US scolds ‘destabilising’ Russia and urges Serbia to act on spy scandal

Belgrade and Moscow remain allies as big powers vie for Balkan influence

Serbian president Aleksandar Vucic acknowledged that at least one Russian spy had made contact with members of his country’s military. Photograph: Koca Sulejmanovic/EPA

Serbian president Aleksandar Vucic acknowledged that at least one Russian spy had made contact with members of his country’s military. Photograph: Koca Sulejmanovic/EPA

 

The United States has accused Russia of trying to destabilise Europe and urged Serbia to take action over Moscow’s intelligence operations against Belgrade.

Serbian president Aleksandar Vucic acknowledged late last week that at least one Russian spy had made contact with members of his country’s military, after surveillance footage of such a meeting was posted online.

He said the video was filmed last December and showed Russia’s former deputy military attaché to Belgrade, Georgy Kleban, handing a plastic bag containing an envelope full of cash to a retired Serbian lieutenant colonel identified as ZK.
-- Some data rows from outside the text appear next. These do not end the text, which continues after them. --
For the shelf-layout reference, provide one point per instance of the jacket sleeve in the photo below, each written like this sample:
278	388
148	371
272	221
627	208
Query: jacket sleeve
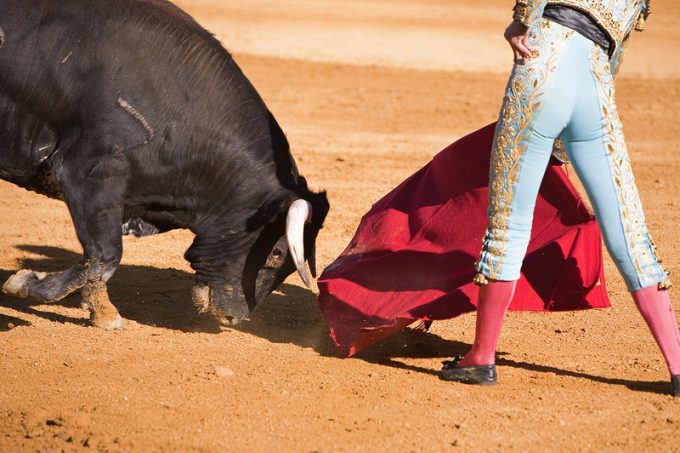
617	58
529	12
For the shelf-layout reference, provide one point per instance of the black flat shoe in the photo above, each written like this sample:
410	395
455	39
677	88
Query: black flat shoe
477	375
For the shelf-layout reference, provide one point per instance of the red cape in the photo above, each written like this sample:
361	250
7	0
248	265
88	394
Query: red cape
412	257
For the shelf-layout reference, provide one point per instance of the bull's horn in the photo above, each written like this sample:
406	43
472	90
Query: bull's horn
298	214
312	261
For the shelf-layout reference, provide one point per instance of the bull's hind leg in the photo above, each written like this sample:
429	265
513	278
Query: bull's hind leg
93	185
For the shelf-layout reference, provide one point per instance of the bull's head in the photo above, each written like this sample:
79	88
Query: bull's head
283	245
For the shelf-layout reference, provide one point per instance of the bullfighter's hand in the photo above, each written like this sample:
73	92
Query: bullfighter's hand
517	35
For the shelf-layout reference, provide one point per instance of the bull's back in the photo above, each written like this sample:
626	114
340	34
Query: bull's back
141	75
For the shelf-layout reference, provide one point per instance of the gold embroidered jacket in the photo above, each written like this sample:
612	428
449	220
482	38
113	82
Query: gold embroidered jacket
616	17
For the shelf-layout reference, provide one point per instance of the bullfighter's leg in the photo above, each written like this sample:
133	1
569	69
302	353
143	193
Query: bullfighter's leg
92	191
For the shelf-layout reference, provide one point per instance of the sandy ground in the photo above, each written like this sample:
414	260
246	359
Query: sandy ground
367	91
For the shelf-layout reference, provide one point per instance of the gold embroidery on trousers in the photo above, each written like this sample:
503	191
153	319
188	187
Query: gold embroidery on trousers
638	240
524	97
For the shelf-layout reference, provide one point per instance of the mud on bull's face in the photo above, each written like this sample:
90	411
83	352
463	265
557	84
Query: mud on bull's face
270	261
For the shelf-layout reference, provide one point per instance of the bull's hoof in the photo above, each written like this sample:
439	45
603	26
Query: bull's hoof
18	284
116	323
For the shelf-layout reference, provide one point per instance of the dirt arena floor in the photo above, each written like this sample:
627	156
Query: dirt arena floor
367	91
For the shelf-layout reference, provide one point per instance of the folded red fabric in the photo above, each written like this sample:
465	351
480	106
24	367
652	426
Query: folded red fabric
412	256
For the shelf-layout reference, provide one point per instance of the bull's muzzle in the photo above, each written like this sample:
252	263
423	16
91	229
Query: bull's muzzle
226	303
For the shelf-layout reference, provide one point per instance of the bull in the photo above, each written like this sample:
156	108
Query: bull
141	122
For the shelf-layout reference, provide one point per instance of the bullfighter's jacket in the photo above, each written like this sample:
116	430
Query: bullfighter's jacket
616	17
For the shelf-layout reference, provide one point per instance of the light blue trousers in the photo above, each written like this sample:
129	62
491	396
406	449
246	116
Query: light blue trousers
566	92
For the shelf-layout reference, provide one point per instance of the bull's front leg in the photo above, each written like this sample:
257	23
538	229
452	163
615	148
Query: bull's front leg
92	191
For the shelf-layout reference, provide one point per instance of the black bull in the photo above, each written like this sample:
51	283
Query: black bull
141	122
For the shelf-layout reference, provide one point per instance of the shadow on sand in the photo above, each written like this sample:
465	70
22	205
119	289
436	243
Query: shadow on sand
161	298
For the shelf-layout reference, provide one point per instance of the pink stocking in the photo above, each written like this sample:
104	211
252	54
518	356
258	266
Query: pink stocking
494	299
655	306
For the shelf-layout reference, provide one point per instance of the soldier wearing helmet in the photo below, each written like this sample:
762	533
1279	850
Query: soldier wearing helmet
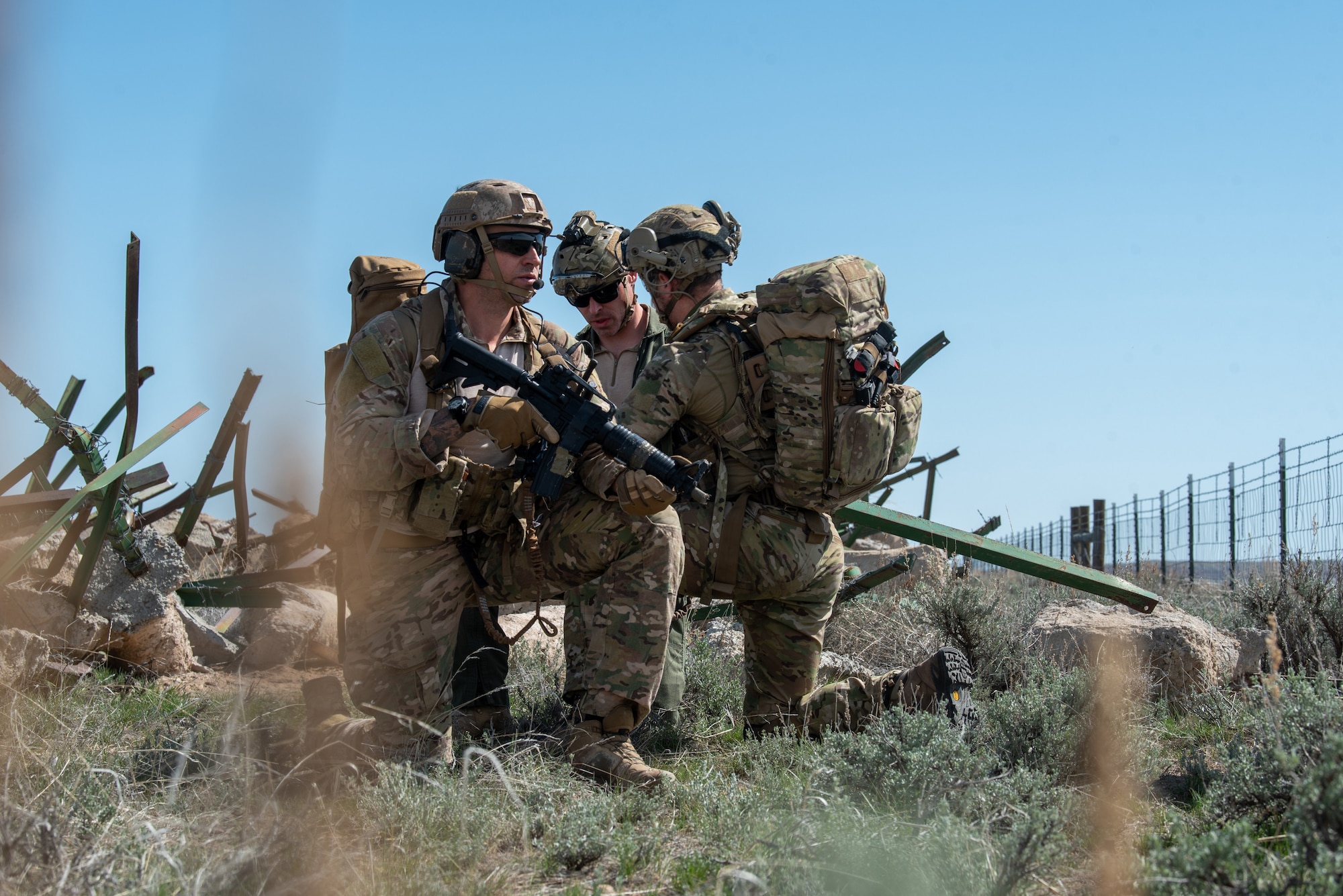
781	565
590	272
441	518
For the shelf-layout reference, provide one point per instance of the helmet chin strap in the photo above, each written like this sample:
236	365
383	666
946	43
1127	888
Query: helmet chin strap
520	295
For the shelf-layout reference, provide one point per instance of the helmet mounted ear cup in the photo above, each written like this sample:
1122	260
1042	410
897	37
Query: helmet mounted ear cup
463	254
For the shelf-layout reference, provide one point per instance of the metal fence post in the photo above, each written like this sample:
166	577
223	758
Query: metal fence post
1282	511
1114	537
1161	498
1231	498
1192	528
1138	566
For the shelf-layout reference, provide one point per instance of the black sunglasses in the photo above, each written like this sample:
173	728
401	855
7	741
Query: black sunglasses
604	295
519	243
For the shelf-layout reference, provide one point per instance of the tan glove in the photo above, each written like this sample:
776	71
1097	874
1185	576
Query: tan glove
641	494
511	423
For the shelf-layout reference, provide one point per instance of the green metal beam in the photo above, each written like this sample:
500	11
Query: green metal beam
99	483
956	541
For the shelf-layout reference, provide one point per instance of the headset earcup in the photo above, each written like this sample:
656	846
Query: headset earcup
463	255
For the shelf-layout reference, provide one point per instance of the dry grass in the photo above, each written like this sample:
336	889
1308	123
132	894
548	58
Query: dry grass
115	787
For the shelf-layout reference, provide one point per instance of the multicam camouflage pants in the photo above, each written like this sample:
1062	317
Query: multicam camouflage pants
404	621
786	591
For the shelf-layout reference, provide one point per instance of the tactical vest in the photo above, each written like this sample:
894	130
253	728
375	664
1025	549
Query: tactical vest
465	497
794	423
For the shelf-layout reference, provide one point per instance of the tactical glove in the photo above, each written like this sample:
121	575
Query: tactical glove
511	423
641	494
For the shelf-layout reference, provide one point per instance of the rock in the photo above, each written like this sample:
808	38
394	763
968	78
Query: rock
927	564
130	603
324	646
159	646
839	666
281	635
512	623
727	636
209	646
201	544
1185	654
24	656
52	616
1251	656
291	549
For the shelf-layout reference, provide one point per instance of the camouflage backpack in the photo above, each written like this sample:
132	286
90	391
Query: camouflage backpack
843	423
377	285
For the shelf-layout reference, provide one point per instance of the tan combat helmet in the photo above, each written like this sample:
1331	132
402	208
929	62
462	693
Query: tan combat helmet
589	256
684	242
460	240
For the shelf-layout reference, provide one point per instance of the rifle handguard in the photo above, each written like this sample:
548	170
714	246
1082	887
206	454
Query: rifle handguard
578	412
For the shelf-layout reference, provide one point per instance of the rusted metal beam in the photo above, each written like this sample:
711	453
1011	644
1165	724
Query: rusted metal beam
288	506
101	427
241	514
84	446
922	354
53	443
199	493
97	485
956	541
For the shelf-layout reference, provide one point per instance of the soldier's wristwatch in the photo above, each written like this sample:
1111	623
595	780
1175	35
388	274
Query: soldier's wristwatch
459	407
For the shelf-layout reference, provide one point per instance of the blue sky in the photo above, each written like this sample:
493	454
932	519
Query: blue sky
1127	217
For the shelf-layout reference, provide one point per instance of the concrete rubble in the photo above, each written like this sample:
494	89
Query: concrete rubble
927	564
1184	654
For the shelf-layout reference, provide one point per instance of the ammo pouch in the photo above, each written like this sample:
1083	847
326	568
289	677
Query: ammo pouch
465	498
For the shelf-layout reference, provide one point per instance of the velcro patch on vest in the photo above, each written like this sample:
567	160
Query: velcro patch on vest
371	360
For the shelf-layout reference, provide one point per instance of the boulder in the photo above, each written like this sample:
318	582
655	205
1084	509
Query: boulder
128	601
291	549
1185	654
52	616
207	646
283	635
159	646
24	656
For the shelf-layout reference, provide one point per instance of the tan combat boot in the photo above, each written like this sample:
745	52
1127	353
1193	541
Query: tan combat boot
601	749
332	738
476	722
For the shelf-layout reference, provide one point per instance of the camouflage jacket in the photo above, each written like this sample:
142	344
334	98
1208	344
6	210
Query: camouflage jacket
652	341
692	389
378	451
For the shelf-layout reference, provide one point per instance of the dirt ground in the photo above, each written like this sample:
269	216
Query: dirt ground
281	683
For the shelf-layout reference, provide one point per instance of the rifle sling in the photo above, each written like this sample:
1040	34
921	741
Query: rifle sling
730	548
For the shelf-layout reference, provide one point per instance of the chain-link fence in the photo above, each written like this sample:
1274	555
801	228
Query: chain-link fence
1244	521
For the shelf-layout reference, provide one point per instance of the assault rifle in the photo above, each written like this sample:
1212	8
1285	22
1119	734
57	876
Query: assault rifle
577	411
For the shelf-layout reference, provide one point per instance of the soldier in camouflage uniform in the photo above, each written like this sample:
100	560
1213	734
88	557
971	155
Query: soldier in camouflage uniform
781	565
443	519
590	272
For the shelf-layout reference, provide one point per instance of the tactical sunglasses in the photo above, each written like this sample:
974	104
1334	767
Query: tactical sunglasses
604	295
519	243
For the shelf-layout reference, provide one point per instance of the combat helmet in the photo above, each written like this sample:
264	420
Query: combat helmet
590	256
460	239
684	242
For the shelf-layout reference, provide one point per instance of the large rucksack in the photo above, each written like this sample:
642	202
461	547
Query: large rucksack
377	285
831	447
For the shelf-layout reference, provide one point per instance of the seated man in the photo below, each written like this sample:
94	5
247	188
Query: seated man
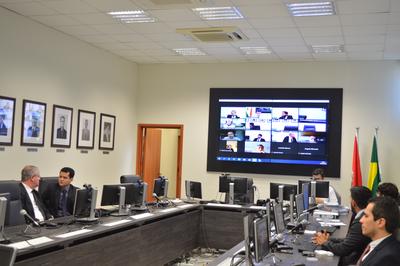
380	221
334	197
351	247
30	198
59	197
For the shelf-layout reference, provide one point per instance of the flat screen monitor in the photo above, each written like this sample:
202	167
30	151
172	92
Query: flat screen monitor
240	184
275	131
7	255
321	188
288	190
278	218
261	238
111	194
193	189
161	186
299	199
83	201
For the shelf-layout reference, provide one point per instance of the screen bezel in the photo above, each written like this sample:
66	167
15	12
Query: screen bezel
334	129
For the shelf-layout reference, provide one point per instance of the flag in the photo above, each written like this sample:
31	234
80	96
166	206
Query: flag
374	177
357	176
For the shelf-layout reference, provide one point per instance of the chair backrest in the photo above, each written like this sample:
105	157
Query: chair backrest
14	206
45	182
7	255
129	179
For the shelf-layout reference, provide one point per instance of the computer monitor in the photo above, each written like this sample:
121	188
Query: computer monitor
85	204
321	188
3	210
193	189
299	203
161	186
7	255
288	189
278	218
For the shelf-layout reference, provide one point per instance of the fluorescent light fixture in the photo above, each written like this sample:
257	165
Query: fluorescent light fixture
303	9
255	50
189	51
327	48
132	16
218	13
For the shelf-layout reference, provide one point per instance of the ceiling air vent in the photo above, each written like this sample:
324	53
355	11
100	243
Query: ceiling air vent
214	34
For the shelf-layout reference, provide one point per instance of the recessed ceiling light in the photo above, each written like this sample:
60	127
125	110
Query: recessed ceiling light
189	51
303	9
132	16
327	48
218	13
255	50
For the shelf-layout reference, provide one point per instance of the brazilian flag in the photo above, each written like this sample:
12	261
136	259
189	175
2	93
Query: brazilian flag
374	177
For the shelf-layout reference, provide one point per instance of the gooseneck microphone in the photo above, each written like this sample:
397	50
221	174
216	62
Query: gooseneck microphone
26	215
156	197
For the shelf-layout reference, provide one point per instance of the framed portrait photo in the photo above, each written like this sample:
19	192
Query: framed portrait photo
107	132
61	126
86	127
33	123
7	114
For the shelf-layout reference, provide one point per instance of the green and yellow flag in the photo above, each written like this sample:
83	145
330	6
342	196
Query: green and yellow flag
374	177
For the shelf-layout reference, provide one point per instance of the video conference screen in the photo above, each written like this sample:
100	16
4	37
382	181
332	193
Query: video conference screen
279	131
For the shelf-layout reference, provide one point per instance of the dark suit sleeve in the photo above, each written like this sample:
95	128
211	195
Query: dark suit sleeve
354	241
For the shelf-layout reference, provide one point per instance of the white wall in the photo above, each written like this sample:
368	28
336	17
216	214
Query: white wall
180	94
41	64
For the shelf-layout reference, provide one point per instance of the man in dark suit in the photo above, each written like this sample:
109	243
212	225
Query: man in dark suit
380	222
59	197
30	198
285	115
259	138
351	247
291	138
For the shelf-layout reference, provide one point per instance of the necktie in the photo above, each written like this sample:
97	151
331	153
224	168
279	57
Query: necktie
38	202
366	250
62	206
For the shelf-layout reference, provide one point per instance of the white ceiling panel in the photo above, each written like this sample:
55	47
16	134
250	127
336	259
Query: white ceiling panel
30	8
368	29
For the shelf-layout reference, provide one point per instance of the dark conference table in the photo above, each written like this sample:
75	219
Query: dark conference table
153	238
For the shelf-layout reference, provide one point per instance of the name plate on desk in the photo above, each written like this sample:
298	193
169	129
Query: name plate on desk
39	240
117	223
224	205
169	210
141	216
74	233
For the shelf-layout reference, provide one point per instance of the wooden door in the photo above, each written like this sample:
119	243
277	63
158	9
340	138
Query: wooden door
151	158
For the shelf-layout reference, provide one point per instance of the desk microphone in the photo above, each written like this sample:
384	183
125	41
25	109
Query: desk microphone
26	215
156	197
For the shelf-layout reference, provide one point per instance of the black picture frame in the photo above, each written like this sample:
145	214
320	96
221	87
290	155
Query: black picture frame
7	115
61	127
33	127
86	129
107	132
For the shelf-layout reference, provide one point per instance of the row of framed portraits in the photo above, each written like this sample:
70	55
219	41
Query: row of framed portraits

Mr Vucic said the footage was not filmed by Belgrade’s security services but that “on several occasions” they had “gathered audio and video evidence of contacts between Kleban and members of the Serbian army.”

Mr Vucic said he did not blame Russian president Vladimir Putin for the spy scandal, however, and insisted it would not damage close relations between Belgrade and Moscow or jeopardise his planned visit to Russia on December 4th.

The Kremlin, meanwhile, has suggested that western powers are trying to discredit Russia and increase pressure on Serbia to cut its political, military and economic ties to Moscow amid a geopolitical struggle for influence in the Balkans.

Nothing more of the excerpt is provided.